GameStop Stock Rally vs Shorting by Hedge Funds Reflects U.S. Disparities

The headquarters of the U.S. Securities and Exchange Commission (SEC) are seen in Washington, July 6, 2009.

Trading by a group of individual investors linked via social media in the United States has rocked the stock market. It is vital to discuss how regulations should be adapted to the times.

In late January, prices of shares in GameStop Corp., a U.S. video game retail chain, surged on the U.S. stock market. Although the company posted a loss due to the novel coronavirus pandemic, its stock price at one point rose to more than 20 times what it was at the end of last year.

Behind the soaring price was a group of individual investors who met on a forum on social media platform Reddit.

Hedge funds, which manage huge sums of money, were targeting GameStop’s shares for short selling to make a profit if the price falls. To counter this, individual investors posted a message on Reddit calling on users to buy GameStop shares.

Short selling is a transaction in which investors borrow shares that they speculate will decrease in value from securities companies and then sell them, before repurchasing them at a lower price to return the shares after a certain period to make a profit. However, if the price rises after the sale, these investors suffer a loss. This strategy is accepted as a usual transaction.

Hedge funds have suffered huge losses as a result of the GameStop action. The recent move by individual investors has struck a chord among those who described it as a rally by individuals against professional traders in the United States. This probably reflects widening disparities and the divisions in U.S. society.

While all-time highs on the U.S. stock market have contributed to the wealthy’s assets ballooning, the employment situation of low-income workers such as those in the service industry has deteriorated, deepening their dissatisfaction.

In addition, wider availability of commission-free stock trading apps has made investing quick and easy, and the widespread use of social media has made it easier for people to interact with each other. Such circumstances are probably the trigger for collective action like the one seen recently.

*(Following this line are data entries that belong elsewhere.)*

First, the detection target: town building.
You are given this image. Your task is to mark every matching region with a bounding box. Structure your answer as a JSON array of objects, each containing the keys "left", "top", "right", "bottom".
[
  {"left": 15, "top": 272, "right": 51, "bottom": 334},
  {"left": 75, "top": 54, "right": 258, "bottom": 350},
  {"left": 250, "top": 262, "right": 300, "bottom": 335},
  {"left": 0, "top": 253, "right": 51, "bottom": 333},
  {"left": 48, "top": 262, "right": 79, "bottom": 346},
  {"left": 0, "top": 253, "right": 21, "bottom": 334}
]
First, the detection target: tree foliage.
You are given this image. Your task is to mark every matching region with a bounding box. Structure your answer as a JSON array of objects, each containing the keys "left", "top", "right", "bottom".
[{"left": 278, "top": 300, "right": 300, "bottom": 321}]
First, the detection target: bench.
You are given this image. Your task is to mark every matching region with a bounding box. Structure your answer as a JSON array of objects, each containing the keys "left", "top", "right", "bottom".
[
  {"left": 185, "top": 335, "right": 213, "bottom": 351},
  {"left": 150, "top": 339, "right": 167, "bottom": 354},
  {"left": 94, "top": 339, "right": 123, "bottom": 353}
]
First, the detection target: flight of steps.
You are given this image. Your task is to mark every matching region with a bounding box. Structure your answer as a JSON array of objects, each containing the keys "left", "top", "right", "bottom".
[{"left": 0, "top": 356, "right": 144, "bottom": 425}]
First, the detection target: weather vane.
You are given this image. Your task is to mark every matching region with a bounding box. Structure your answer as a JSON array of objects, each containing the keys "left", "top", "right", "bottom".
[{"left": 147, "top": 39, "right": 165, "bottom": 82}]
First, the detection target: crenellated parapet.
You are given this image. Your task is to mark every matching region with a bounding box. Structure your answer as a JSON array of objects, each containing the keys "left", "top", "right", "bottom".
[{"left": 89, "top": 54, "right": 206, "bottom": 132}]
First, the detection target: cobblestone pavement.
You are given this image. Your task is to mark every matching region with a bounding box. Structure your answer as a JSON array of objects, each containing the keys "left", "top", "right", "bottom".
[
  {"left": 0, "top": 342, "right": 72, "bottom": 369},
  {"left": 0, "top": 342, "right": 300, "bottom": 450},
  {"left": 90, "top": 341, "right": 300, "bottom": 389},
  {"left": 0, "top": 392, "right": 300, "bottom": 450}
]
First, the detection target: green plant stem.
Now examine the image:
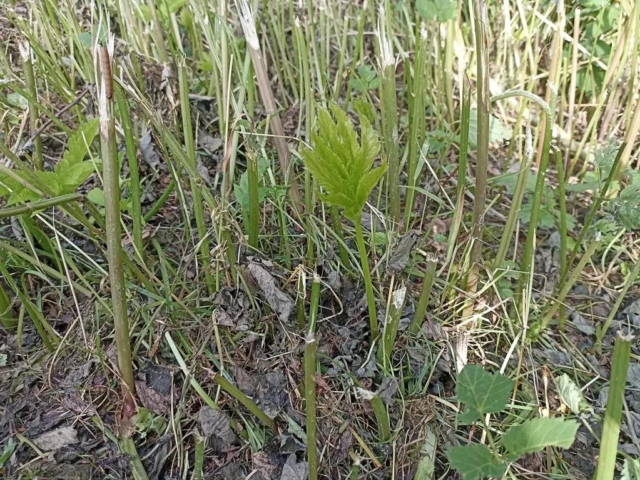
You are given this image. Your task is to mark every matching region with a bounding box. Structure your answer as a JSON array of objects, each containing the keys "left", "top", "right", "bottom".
[
  {"left": 120, "top": 437, "right": 149, "bottom": 480},
  {"left": 409, "top": 259, "right": 437, "bottom": 335},
  {"left": 191, "top": 434, "right": 205, "bottom": 480},
  {"left": 98, "top": 47, "right": 135, "bottom": 398},
  {"left": 378, "top": 10, "right": 402, "bottom": 229},
  {"left": 354, "top": 219, "right": 378, "bottom": 342},
  {"left": 20, "top": 43, "right": 43, "bottom": 170},
  {"left": 404, "top": 23, "right": 430, "bottom": 230},
  {"left": 468, "top": 0, "right": 490, "bottom": 270},
  {"left": 178, "top": 65, "right": 216, "bottom": 295},
  {"left": 594, "top": 332, "right": 633, "bottom": 480},
  {"left": 556, "top": 150, "right": 567, "bottom": 332},
  {"left": 558, "top": 143, "right": 625, "bottom": 285},
  {"left": 444, "top": 74, "right": 471, "bottom": 265},
  {"left": 247, "top": 149, "right": 260, "bottom": 249},
  {"left": 378, "top": 286, "right": 407, "bottom": 372},
  {"left": 0, "top": 193, "right": 82, "bottom": 218},
  {"left": 164, "top": 332, "right": 220, "bottom": 410},
  {"left": 330, "top": 205, "right": 349, "bottom": 267},
  {"left": 596, "top": 251, "right": 640, "bottom": 345},
  {"left": 0, "top": 274, "right": 18, "bottom": 330},
  {"left": 540, "top": 233, "right": 600, "bottom": 330},
  {"left": 143, "top": 178, "right": 176, "bottom": 222},
  {"left": 304, "top": 332, "right": 318, "bottom": 480},
  {"left": 114, "top": 85, "right": 144, "bottom": 255},
  {"left": 371, "top": 394, "right": 391, "bottom": 443},
  {"left": 493, "top": 130, "right": 533, "bottom": 270},
  {"left": 213, "top": 373, "right": 274, "bottom": 430}
]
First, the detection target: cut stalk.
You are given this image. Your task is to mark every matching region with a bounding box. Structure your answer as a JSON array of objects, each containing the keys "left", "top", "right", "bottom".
[
  {"left": 98, "top": 42, "right": 135, "bottom": 402},
  {"left": 448, "top": 74, "right": 471, "bottom": 266},
  {"left": 240, "top": 0, "right": 304, "bottom": 213},
  {"left": 594, "top": 332, "right": 633, "bottom": 480},
  {"left": 20, "top": 42, "right": 43, "bottom": 170}
]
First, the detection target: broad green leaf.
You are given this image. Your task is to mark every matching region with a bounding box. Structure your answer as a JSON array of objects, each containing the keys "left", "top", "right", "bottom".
[
  {"left": 413, "top": 425, "right": 438, "bottom": 480},
  {"left": 458, "top": 365, "right": 513, "bottom": 415},
  {"left": 233, "top": 156, "right": 270, "bottom": 212},
  {"left": 300, "top": 105, "right": 387, "bottom": 221},
  {"left": 502, "top": 418, "right": 579, "bottom": 458},
  {"left": 416, "top": 0, "right": 458, "bottom": 23},
  {"left": 447, "top": 444, "right": 507, "bottom": 480},
  {"left": 620, "top": 458, "right": 640, "bottom": 480},
  {"left": 556, "top": 373, "right": 589, "bottom": 413},
  {"left": 55, "top": 118, "right": 100, "bottom": 175}
]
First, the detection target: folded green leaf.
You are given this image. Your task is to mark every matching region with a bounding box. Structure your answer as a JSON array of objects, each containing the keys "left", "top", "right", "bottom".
[
  {"left": 458, "top": 365, "right": 513, "bottom": 415},
  {"left": 447, "top": 444, "right": 507, "bottom": 480}
]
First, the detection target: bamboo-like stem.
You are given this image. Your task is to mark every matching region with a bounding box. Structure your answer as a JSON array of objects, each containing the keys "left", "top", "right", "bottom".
[
  {"left": 20, "top": 42, "right": 43, "bottom": 170},
  {"left": 594, "top": 332, "right": 633, "bottom": 480},
  {"left": 467, "top": 0, "right": 489, "bottom": 274},
  {"left": 98, "top": 42, "right": 135, "bottom": 398},
  {"left": 378, "top": 285, "right": 407, "bottom": 372},
  {"left": 378, "top": 7, "right": 401, "bottom": 229},
  {"left": 0, "top": 193, "right": 82, "bottom": 218},
  {"left": 409, "top": 258, "right": 437, "bottom": 335},
  {"left": 444, "top": 74, "right": 471, "bottom": 266},
  {"left": 536, "top": 0, "right": 566, "bottom": 167},
  {"left": 239, "top": 0, "right": 304, "bottom": 213},
  {"left": 532, "top": 232, "right": 600, "bottom": 335},
  {"left": 556, "top": 150, "right": 567, "bottom": 332},
  {"left": 596, "top": 258, "right": 640, "bottom": 344},
  {"left": 178, "top": 64, "right": 216, "bottom": 294},
  {"left": 355, "top": 220, "right": 378, "bottom": 342},
  {"left": 404, "top": 23, "right": 430, "bottom": 230},
  {"left": 114, "top": 85, "right": 144, "bottom": 255}
]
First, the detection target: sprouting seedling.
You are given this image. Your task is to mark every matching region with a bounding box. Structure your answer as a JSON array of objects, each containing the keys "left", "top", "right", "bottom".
[{"left": 300, "top": 105, "right": 387, "bottom": 339}]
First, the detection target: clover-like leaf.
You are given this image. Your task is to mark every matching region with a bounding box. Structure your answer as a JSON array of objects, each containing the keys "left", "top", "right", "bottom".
[
  {"left": 447, "top": 444, "right": 507, "bottom": 480},
  {"left": 458, "top": 365, "right": 513, "bottom": 415},
  {"left": 502, "top": 418, "right": 579, "bottom": 460},
  {"left": 300, "top": 105, "right": 387, "bottom": 221}
]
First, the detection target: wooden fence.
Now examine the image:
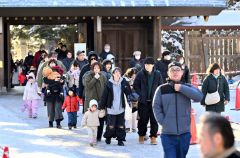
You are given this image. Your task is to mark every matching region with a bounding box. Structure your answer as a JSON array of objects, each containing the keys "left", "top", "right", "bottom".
[{"left": 185, "top": 33, "right": 240, "bottom": 76}]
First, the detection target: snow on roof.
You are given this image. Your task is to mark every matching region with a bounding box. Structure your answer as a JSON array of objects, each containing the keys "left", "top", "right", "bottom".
[
  {"left": 0, "top": 0, "right": 226, "bottom": 7},
  {"left": 168, "top": 10, "right": 240, "bottom": 26}
]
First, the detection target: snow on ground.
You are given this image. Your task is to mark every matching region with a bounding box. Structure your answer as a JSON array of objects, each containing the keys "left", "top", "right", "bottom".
[{"left": 0, "top": 90, "right": 240, "bottom": 158}]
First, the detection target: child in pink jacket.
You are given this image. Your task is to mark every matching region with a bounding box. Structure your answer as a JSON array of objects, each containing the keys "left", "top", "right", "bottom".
[{"left": 23, "top": 72, "right": 41, "bottom": 119}]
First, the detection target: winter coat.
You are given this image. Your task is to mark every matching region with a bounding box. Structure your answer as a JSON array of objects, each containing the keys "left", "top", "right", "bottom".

However, stock prices are essentially determined by a company’s performance and future prospects. It should be noted that trading with a game-playing mindset distorts the market and poses risks. GameStop shares have since fallen sharply.

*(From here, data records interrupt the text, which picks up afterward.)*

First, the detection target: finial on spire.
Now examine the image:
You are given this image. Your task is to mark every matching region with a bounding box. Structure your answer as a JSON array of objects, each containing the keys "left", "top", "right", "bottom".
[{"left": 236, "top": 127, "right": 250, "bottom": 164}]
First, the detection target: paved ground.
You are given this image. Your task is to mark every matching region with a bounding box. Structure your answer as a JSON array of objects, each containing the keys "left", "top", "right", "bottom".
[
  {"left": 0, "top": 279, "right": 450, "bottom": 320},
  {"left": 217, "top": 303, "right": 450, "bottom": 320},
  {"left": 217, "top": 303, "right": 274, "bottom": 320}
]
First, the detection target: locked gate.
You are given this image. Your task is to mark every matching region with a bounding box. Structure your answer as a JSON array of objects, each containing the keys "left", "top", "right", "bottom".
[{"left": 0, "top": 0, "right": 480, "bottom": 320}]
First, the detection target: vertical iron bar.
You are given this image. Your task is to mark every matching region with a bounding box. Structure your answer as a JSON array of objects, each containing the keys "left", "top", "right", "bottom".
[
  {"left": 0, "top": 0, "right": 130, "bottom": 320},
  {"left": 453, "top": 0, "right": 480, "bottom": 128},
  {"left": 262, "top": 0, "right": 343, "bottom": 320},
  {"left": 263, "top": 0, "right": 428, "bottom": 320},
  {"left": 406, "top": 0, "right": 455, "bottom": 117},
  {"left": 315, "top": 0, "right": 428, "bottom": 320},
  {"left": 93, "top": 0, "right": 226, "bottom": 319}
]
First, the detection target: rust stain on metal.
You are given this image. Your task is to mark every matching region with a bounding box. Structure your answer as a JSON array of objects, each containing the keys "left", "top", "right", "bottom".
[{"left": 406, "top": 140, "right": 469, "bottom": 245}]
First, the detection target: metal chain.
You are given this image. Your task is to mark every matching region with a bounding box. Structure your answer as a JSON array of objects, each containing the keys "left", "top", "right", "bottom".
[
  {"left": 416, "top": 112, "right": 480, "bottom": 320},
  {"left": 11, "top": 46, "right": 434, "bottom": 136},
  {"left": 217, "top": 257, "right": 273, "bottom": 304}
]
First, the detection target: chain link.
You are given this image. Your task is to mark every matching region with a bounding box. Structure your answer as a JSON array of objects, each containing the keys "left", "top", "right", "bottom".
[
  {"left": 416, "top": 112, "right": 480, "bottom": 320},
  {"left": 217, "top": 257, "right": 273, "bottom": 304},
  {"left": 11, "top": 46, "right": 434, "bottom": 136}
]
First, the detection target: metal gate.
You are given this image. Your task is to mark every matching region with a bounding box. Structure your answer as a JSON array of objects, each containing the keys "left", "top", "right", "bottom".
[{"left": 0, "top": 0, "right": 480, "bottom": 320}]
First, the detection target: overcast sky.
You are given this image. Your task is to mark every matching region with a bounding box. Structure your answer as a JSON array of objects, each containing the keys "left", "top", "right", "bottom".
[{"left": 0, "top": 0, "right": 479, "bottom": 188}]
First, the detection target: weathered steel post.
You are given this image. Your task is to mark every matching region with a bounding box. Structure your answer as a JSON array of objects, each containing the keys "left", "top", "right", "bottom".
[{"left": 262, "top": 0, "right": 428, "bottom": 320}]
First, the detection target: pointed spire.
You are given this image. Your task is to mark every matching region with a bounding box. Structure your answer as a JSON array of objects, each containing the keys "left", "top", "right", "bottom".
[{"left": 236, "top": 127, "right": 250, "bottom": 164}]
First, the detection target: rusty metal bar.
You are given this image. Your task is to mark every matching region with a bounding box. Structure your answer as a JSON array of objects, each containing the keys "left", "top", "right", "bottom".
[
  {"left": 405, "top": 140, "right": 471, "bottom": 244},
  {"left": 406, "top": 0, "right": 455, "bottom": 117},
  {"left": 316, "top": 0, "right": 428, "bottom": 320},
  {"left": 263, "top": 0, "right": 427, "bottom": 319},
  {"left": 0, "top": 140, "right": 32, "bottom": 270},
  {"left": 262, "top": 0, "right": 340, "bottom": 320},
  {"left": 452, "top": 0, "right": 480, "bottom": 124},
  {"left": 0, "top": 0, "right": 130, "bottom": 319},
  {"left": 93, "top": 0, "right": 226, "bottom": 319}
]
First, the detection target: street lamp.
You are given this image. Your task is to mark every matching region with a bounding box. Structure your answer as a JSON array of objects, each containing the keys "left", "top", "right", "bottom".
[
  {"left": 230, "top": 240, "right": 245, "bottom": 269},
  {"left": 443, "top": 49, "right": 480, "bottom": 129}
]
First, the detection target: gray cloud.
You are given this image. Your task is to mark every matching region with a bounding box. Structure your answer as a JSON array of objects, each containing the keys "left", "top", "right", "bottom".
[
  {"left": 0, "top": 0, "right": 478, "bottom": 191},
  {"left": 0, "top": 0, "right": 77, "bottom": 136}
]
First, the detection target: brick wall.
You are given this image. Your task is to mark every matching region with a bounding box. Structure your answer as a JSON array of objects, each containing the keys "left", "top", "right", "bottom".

Intentional stock price gouging is prohibited by law as an act of market manipulation. The U.S. Securities and Exchange Commission will reportedly step up its investigation of the recent move by individual investors. The U.S. Congress also plans to hold a hearing where it will summon a trading app owner, among others.

With stock prices hovering in the stratosphere, which can be described as a bubble, if trading like the recent case becomes widespread, it could lead to stock price volatility and destabilize the market.

Such a situation must be avoided, but there is a view that it is difficult to identify social media posts as an act of stock price manipulation. The current law does not assume any use of social media in buying and selling shares. It is probably time to establish relevant rules.

Short selling by hedge funds is also under scrutiny. It is hoped that ways to improve the soundness of the market, such as improving transparency, will be discussed.